6.森で少女と出会う。
さて、改めて外の様子をみるとしよう。
さっきは一段ずつはしごを下りたが、この浮く力を
調整すれば飛び降りても大丈夫なんじゃないだろうか。
足元が少し浮くようにイメージしたら、10cmくらい
浮き上がっている。だったら、はしごより少し高い位置を想像
して体を浮かせてみたらどうなるかな。
目を閉じて自分の体の位置をイメージする。
足場がなくても落ちずに、空中に浮かんでいる姿を頭に描く。
ポワッと周りの光が輝いて、
ふわりっとした浮遊感とともに、体が少し浮き上がる。
そのままはしごがない場所まで歩いてみると・・・・。
なにもない空中に体が浮かんでいる。
目下には地面が見える。
3mくらいの高さに浮かんだ状態だ。
ここからゆっくりと体を下ろすイメージを描く。
シューと体が下降していく。
そのままだと裸足が地面についてしまうので、
少しだけ浮かぶ感覚を残しておく。
うん、これは便利だ。
空を飛ぶというより、自分の位置を調整しているという感じだろうか。
それから、色々と試してみた。
勢いをつけてトランポリンみたいに飛び上がったり、
後ろからの空間から押し出されるようにして、前方向にギュンッと
移動してみたり。
高さの限界を試そうと思って、出来るだけ高度をあげてみたり。
100mくらいまであがったところで、怖くなってやめた。
急にあがったら高層エレベータで上がった時みたいに耳がキーンとなった。
そんなこんなで、森の中を町に向かって、進んでいると・・・
ザザッ、ズザザーッ
「・・・っひっく・・・ぅぅ・・・」
滑り落ちるような音と、かすかな泣き声が聞こえる。
声のする方に向かってみると、声の主が目に入った。
少し灰色がかった髪の毛。
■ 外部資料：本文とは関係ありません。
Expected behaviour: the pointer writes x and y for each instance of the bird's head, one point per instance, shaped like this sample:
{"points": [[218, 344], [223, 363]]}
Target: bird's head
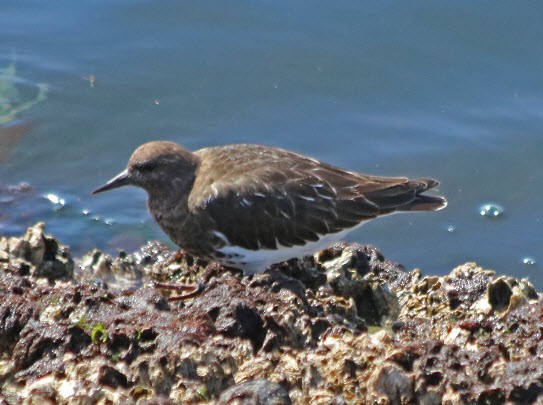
{"points": [[158, 167]]}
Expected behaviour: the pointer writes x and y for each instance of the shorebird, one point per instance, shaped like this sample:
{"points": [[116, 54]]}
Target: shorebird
{"points": [[250, 206]]}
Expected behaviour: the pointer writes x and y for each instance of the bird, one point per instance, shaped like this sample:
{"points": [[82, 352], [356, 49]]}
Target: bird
{"points": [[251, 206]]}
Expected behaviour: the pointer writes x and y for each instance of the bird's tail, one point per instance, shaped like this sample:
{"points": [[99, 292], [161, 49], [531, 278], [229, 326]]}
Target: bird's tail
{"points": [[424, 202]]}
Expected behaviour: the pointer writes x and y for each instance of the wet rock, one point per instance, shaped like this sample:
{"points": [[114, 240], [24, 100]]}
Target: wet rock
{"points": [[296, 333], [38, 255], [260, 392]]}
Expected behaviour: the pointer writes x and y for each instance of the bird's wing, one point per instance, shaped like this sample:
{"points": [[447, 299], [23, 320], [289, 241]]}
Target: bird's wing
{"points": [[257, 203]]}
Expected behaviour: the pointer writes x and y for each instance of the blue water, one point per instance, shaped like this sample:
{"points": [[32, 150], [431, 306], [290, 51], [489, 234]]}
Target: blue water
{"points": [[451, 90]]}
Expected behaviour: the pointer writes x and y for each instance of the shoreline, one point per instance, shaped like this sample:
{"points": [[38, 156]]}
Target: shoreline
{"points": [[346, 326]]}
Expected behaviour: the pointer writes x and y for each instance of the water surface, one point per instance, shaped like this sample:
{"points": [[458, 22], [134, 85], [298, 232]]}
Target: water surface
{"points": [[450, 91]]}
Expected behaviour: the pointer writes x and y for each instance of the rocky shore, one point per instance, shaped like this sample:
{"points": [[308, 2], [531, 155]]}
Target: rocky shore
{"points": [[344, 327]]}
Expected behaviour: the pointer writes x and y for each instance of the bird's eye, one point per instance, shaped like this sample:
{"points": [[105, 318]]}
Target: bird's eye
{"points": [[146, 166]]}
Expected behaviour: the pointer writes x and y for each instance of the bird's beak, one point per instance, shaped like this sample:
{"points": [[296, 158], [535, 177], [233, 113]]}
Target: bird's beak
{"points": [[118, 181]]}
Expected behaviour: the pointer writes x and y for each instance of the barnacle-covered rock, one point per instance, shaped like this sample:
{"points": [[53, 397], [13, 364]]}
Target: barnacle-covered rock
{"points": [[295, 334], [36, 254]]}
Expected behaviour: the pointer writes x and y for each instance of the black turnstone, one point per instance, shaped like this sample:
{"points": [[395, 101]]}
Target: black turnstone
{"points": [[250, 206]]}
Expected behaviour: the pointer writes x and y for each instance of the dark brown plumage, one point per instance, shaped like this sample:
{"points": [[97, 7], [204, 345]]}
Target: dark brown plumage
{"points": [[249, 206]]}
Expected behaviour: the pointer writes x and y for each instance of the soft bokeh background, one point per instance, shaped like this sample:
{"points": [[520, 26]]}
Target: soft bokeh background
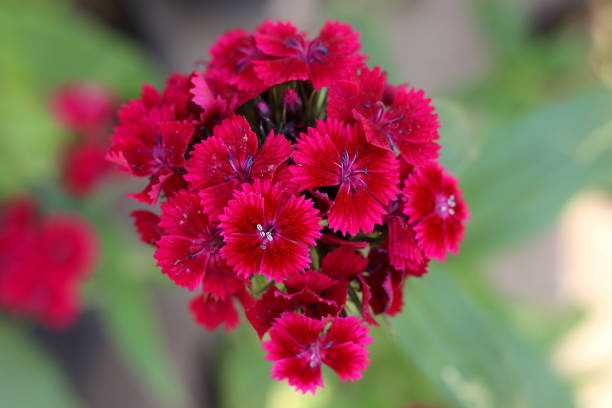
{"points": [[521, 318]]}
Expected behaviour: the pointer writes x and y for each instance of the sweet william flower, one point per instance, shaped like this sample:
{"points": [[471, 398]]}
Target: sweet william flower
{"points": [[43, 262], [189, 250], [401, 119], [298, 346], [332, 154], [290, 55], [147, 225], [267, 232], [435, 206], [230, 158]]}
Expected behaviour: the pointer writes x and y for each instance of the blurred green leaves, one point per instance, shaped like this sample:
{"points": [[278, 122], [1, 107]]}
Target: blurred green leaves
{"points": [[28, 376], [43, 45]]}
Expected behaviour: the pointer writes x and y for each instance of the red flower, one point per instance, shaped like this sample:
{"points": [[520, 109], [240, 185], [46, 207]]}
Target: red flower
{"points": [[400, 119], [311, 293], [404, 252], [435, 207], [84, 167], [154, 149], [86, 108], [386, 284], [344, 264], [334, 155], [330, 55], [43, 263], [232, 60], [298, 345], [267, 232], [147, 225], [211, 312], [221, 163], [189, 251]]}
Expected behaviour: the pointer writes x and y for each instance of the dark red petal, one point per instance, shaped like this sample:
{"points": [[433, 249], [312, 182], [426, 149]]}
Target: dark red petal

肩の少し上まであるボブカット。
透き通るような赤みがかった瞳。年は10才くらいだろうか。
道の横が崖になっていて、2mくらいしたの地面に泣いている子供がいる。
崖を登ろうとしたのか、手足は土まみれになっている。
えっと、女の子・・・だよな。
足を滑らせて下に落ちてしまったのだろうか。
「大丈夫?お嬢ちゃん・・・?」
怯えさせないように、出来るだけ優しい声で呼びかける。
するとその子は、こちらをみて、きょとんとした表情を浮かべた。
ん?俺、変なことを言っただろうか。呼びかけただけだよな。
泣き止んでくれたのはいいのだけれど、怪しまれてないかな。
できるだけ、優しく優しく声をかける。
「えっと、落ちてしまったのかな。僕がいまから引き上げるから
ちょっとまってね。もう大丈夫だから。」
するとその子は、
「え、え?あ、あぶないから来ちゃダメ。崖になっているから
こっちに来たら上がれないよ。」
と、助けに行こうとする俺を静止する。
「大丈夫、大丈夫だから」と、俺はふわりと崖から降りる。
「え?あれ?え・・・」
音もなく降り立った俺を、その子は不思議そうな目で見つめている。
このくらいの年の子なら、抱えて飛び上がればいいかな。
そう思いお姫様抱っこをしようと、ひざ下と肩に手を回して、持ち上げ
ようとした・・・・のだが、一向に持ち上がらない。
中腰で腕をぷるぷるさせながら、その子を持ち上げようとしている。
あ・・・夢の中では少女になっているんだった。
その子は、そんな俺をみて、ぷっと吹き出した。
「助けようとしてくれたの?ありがとう。でもあなたじゃ、私を
持ち上げるのは難しいよ。」
あー、うん。すっかり自分の体のことを忘れていました。
「私はレミ。森の近くの町にすんでいるのよ。
あなたはお父さんやお母さんとはぐれてしまったの?」
少女が優しい声で話しかけてくる。
どうやら俺を森で親とはぐれてしまった子供だと思っているようだ。
そういえば俺の見た目は8才くらい。
この子からすると、自分より小さな女の子に見えているんだろう。